The arbitrary economics of life and death
It’s a peculiar thing, really—how life can be snuffed out in a school hallway for the price of a semi-automatic and a bad mood, yet salvaging a few extra months from metastatic cancer costs roughly the same as a small yacht. The value of human life is inversely proportional to how suddenly it's taken and directly proportional to how slowly it can be prolonged—preferably with side effects, paperwork, and the faint scent of hospital-grade despair.
The value of life, it seems, is determined by a system so arbitrary and surreal it would make Kafka weep into his mustache. One man is vaporized by a drone he never saw coming, his death unacknowledged by anyone but an algorithm and a quarterly defense budget. Another is kept barely alive by a rotating cast of specialists, medications, and billing codes—his existence meticulously prolonged not for meaning, but because the hospital hasn’t yet completed the correct insurance form.

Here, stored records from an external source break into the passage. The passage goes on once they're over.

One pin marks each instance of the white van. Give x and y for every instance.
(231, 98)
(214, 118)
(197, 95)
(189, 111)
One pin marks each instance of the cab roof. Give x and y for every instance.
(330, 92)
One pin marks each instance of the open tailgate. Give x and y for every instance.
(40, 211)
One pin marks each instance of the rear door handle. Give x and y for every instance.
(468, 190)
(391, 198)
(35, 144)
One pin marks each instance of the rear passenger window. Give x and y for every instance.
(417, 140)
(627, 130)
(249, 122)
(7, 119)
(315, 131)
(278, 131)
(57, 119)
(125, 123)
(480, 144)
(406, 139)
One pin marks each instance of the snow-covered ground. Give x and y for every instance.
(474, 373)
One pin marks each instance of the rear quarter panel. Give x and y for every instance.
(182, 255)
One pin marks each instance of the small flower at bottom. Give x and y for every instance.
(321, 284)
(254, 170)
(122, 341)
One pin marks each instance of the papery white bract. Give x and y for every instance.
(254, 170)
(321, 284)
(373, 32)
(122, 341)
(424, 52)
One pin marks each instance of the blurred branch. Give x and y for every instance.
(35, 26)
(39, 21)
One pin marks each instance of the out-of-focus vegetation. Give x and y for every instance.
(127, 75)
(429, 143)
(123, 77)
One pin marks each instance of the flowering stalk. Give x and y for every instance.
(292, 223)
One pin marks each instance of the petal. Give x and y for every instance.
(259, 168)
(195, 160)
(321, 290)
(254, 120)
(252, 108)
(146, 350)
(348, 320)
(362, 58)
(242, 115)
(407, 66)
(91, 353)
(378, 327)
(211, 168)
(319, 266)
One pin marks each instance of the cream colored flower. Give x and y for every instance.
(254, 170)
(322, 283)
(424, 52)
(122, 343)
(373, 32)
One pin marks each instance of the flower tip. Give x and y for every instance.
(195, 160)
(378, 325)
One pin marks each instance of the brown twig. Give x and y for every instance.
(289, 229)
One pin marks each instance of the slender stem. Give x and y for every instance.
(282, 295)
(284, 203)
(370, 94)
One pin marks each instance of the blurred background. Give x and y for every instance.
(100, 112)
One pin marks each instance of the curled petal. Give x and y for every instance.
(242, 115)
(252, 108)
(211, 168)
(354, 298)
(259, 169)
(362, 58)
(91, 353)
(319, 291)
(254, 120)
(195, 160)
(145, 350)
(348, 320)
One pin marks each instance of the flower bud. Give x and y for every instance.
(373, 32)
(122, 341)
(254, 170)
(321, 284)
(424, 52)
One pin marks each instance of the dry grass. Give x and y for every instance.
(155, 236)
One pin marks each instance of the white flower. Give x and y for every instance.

In this world, life is sacred, provided it's inconvenient, expensive, and stamped by at least three official seals.
On Monday, a child is gunned down in a school hallway with a weapon marketed like a sports car. By Tuesday, a pharmaceutical executive is celebrating the approval of a drug that extends the life of a man with metastatic prostate cancer by 4.2 months—for only $185,000. On Wednesday, Congress debates whether children deserve lunch. By Thursday, a hospital in Zurich offers cryogenic suspension to anyone willing to mortgage their second home. And by Friday, we’re all back to scrolling Instagram reels about green smoothies and the five habits of highly delusional optimists.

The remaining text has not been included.